You can try to tackle this on your own, but your best bet is enlisting the assistance of an experienced business succession attorney, like those at Estate Planning and Legacy Law Center, PLC. We will have the background and skills to help you plan for the future, putting you and your business in the best position for a profitable and smooth transition when that time comes.
Determining what will happen if and when you are no longer able to run your business is critical. The attorneys at Estate Planning and Legacy Law Center, PLC will discuss various scenarios with you. This process can help both us and you evaluate all of the “if this, then that” scenarios.
These scenarios may include how you will leave the business at retirement, including whether you will wind up the business, sell to an interested party, or pass it down to a member of your family. Also, remember to consider the consequences if you were to be unexpectedly struck with a serious illness or injury. Your attorney can help you set up short-term protocols if your unexpected exit is of a shorter duration and other protocols should your absence be long-term or permanent.

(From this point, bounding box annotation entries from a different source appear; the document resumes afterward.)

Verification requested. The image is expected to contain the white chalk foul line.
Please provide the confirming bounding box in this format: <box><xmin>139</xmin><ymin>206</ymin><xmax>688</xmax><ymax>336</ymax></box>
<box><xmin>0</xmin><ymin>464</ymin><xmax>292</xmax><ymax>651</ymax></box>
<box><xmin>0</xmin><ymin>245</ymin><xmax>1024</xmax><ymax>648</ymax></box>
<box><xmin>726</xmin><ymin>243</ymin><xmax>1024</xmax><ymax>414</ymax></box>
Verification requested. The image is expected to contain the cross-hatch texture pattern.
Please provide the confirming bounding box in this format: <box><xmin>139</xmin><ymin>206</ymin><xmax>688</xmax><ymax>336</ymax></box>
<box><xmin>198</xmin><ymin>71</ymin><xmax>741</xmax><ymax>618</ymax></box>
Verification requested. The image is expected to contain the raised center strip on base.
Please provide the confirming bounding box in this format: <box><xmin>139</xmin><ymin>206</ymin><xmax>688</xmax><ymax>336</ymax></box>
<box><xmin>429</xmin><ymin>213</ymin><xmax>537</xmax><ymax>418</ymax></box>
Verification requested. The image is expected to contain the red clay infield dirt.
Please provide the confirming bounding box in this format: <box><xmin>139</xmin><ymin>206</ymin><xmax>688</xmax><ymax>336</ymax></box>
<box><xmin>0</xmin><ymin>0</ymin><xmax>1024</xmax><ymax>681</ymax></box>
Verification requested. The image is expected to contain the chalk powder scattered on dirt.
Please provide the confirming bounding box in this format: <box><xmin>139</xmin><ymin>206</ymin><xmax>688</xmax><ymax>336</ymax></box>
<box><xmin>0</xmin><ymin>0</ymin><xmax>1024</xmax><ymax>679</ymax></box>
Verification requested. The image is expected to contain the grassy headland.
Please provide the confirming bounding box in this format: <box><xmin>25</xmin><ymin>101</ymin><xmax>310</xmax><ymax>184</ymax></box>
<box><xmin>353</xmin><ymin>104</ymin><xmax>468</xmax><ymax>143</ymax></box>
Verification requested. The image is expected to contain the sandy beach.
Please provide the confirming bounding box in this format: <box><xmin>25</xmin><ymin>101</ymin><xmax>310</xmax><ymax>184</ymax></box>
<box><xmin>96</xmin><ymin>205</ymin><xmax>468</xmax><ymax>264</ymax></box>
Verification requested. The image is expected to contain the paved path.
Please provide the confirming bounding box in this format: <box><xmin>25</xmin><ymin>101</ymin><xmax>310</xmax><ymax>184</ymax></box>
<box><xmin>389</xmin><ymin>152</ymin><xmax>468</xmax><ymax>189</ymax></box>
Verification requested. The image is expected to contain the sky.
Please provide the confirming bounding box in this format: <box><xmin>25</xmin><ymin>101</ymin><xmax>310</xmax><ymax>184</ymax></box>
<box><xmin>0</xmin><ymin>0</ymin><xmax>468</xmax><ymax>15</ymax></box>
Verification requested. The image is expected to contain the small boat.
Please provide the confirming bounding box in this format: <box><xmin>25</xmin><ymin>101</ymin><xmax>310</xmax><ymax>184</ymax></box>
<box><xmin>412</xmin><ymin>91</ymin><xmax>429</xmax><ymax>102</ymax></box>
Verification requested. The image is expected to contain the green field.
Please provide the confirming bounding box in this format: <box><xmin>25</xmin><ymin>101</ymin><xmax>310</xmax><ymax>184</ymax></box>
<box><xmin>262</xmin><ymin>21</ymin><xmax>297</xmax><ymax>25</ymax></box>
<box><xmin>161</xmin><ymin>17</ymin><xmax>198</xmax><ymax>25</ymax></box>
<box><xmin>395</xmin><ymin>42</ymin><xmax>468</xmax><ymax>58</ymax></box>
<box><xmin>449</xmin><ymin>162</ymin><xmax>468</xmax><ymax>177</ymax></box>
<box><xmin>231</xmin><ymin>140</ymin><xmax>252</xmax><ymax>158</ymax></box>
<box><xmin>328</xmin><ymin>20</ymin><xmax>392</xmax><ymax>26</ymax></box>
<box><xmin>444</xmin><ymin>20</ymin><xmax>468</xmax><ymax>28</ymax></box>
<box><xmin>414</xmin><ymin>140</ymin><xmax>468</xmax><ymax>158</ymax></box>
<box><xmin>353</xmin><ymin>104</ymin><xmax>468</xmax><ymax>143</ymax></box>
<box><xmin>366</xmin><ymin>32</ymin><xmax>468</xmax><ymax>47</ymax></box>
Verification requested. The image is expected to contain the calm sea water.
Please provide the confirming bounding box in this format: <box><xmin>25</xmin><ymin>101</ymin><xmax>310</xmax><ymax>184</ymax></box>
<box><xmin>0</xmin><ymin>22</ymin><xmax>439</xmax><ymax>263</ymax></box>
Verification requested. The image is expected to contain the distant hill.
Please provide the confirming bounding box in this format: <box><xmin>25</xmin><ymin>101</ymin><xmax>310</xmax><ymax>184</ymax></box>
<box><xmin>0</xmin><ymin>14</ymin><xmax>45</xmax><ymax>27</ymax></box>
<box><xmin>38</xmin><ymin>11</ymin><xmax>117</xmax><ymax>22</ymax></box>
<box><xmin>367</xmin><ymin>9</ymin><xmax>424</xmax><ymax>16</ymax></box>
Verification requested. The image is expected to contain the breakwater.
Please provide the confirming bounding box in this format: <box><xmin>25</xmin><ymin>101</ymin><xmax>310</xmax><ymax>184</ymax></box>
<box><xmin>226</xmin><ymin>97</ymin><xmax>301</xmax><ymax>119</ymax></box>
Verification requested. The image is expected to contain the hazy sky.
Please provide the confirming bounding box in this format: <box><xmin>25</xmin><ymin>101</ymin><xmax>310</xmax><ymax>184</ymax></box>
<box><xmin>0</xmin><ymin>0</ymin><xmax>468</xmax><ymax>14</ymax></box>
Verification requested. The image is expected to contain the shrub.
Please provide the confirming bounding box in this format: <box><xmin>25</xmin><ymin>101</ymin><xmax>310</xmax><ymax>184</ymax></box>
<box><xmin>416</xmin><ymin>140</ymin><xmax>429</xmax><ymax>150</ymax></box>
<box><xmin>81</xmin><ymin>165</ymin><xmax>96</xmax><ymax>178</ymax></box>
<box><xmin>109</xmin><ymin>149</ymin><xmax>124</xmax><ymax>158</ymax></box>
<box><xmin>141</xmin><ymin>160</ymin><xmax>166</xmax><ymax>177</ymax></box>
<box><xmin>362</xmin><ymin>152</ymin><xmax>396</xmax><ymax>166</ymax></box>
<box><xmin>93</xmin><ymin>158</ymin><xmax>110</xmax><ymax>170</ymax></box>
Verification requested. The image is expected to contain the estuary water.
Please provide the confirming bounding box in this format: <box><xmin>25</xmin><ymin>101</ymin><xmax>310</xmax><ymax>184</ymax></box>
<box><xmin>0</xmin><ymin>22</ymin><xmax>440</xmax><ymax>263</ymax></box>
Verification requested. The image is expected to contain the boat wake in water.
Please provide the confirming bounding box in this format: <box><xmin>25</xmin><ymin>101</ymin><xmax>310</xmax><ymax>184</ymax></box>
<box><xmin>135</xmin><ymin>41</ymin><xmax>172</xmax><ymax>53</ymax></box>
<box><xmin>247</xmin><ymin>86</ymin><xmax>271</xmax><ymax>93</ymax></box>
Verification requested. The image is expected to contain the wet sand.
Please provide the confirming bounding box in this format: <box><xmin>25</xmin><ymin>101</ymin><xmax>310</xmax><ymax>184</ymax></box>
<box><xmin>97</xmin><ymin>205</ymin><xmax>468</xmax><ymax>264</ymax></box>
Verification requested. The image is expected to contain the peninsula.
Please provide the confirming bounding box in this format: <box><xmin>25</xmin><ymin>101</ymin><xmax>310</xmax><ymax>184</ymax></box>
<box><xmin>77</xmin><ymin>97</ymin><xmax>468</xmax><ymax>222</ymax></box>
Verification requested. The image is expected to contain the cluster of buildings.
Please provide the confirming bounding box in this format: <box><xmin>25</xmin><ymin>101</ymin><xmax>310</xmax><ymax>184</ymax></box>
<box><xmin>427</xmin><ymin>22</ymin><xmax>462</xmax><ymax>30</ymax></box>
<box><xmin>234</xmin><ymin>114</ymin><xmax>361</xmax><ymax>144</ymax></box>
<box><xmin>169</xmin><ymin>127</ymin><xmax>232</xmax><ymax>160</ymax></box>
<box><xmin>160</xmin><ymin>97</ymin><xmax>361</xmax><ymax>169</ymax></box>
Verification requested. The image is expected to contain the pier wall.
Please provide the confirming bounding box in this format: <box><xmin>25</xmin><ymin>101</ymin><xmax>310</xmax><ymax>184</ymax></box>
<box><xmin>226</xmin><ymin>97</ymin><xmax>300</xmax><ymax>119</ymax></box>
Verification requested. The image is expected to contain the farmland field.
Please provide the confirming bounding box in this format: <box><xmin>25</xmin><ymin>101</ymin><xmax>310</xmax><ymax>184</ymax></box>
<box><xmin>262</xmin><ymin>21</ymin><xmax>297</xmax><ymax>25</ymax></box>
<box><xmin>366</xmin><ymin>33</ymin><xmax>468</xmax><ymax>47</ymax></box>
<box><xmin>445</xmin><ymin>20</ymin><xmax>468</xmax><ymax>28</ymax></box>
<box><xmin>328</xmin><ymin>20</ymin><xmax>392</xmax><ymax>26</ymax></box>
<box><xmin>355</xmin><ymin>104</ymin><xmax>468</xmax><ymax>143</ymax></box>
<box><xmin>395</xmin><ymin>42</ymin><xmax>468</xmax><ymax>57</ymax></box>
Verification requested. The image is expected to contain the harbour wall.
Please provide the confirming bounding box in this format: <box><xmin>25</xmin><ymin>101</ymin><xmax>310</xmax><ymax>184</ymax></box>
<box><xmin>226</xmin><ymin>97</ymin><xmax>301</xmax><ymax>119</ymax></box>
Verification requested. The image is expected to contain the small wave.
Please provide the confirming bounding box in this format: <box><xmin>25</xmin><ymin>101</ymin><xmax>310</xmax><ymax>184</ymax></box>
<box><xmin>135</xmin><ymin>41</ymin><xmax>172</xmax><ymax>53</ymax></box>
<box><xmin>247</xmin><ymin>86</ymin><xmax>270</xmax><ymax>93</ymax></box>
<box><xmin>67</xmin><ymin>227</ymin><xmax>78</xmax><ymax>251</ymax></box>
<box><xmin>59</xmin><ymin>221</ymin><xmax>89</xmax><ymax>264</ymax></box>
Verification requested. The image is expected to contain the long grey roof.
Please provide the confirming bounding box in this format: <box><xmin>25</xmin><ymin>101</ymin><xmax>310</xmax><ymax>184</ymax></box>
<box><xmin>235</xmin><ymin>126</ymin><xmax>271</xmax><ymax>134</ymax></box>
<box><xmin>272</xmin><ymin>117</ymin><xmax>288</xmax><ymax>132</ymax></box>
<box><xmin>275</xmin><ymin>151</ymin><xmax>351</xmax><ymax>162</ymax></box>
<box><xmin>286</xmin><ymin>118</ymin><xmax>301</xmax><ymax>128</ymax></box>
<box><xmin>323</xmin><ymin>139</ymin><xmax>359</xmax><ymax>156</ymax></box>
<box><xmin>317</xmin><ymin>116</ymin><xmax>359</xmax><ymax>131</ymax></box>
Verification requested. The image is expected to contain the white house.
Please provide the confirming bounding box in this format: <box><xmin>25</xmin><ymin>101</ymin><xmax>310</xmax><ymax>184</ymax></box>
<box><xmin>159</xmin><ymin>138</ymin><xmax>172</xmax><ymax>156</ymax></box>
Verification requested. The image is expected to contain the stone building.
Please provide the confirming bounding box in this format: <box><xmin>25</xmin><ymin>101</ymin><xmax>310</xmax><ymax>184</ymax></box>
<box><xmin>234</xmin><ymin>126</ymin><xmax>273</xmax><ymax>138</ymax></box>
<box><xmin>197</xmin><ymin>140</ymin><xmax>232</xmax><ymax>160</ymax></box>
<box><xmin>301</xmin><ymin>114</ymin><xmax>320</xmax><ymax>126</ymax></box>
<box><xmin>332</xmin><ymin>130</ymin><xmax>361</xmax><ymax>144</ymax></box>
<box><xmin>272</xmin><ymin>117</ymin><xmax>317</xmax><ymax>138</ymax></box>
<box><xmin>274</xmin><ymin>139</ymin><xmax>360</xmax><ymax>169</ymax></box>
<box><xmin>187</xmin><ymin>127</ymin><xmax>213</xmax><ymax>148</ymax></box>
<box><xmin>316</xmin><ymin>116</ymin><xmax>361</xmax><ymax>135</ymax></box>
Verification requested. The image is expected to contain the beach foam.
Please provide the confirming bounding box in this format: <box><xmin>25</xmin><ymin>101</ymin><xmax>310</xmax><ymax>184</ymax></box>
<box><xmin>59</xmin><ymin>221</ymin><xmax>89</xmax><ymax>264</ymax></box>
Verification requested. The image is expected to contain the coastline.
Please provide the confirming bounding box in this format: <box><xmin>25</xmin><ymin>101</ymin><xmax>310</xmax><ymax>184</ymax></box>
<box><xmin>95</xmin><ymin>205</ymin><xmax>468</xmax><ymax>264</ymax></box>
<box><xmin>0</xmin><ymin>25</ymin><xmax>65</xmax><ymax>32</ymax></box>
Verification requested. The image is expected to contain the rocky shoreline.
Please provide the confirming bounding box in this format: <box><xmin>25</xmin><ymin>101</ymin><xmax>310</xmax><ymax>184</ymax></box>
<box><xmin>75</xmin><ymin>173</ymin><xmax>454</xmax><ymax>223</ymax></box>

Disability insurance is an essential funding consideration to help keep the business and your family afloat should unexpected or unforeseen events alter your succession plans. In such instances, make sure you have the right kind and amount of disability income insurance to support you and your family. Also, key man disability insurance can help keep the business running without you.
If you have not done so, then now is the time to start a retirement plan. A comprehensive retirement plan typically includes tax-deferred investments (e.g., think 401K, SIMPLE Plans, etc.), after-tax savings vehicles, trusts, and all manner of assets designed to provide the greatest return on your hard work for a future retirement.
Your estate planning attorney will have ideas uniquely tailored to your specific situation and will work in close coordination with your financial advisor. This teamwork is essential given the tax planning and beneficiary designations involved.
Think about what makes a good “you” in your business. What does it take to run your business efficiently and effectively? Once you have identified those personal qualities and traits, then it is time to select a successor — the person you want to take over.
You and your attorney should develop a flexible, written timeline. While it need not be set in stone, you should know generally when you would like to retire and sell, close, or transition your company to a new owner.